Strong start, so-so finish -- 4 stars
After reading “Pulse of the Earth” by Christopher Andrews, I actively sought another book by my other favorite author: Dean R. Koontz!
Rather than picking up his latest, I decided to again seek out one of his earlier hits, and that’s how I ended up reading “Phantasms.”
“Phantoms” opens with an eerie setup: Dr. Jenny Paige returns to her mountain home in the Sierras with her teenage sister Lisa in tow, as Lisa was recently orphaned by their mother’s death. But what should be a bustling ski village sits unnervingly still -- no pedestrians on sidewalks, no cars moving along streets. Once inside Jenny’s house, they discover the house keeper sprawled on the kitchen floor, her skin mottled with bruises, her body distended, though bearing no obvious wounds to explain her actual demise.
Jenny and Lisa trudge back into the silent town, stepping over severed limbs and mangled corpses until they discover a functional phone. The sheriff arrives from the neighboring county with deputies in tow, but the concrete cause of all this death still eludes them -- as do the whereabouts of half the town’s residents. And as night falls, an unseen presence stalks their search party, leaving behind only screams and viscera where human beings once stood.

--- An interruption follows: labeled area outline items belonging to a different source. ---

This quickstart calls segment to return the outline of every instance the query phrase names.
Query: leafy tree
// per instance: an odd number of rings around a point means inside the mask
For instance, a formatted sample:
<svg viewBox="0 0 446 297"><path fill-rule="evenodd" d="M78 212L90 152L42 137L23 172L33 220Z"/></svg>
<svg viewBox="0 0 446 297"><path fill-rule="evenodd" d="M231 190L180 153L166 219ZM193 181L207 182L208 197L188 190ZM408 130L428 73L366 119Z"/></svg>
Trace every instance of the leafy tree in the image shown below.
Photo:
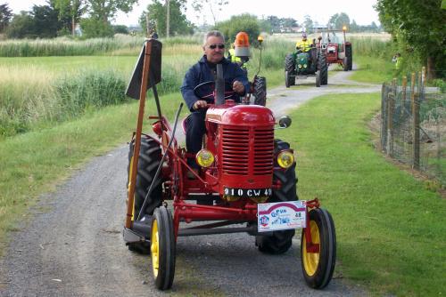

Koontz has a knack for pulling readers into his plots, and his talent for crafting believable characters (though they can get repetitive across multiple books) shines in “Phantoms.” However, this time the story’s trajectory eventually lost some of its grip on me, veering into increasingly implausible territory that, frankly, bordered on the ridiculous. The narrative’s descent into theological musings -- contemplating God and Satan, the eternal struggle between light and darkness, humanity’s inherent nature -- felt unnecessary.
The cosmic battle between capital-G Good and capital-E Evil can be a tricky literary device. This philosophical detour in “Phantasms,” combined with a disappointingly saccharine conclusion, diminished my appreciation for the overall novel a bit.
What began as a thrilling premise ultimately faded into a somewhat unsatisfying resolution.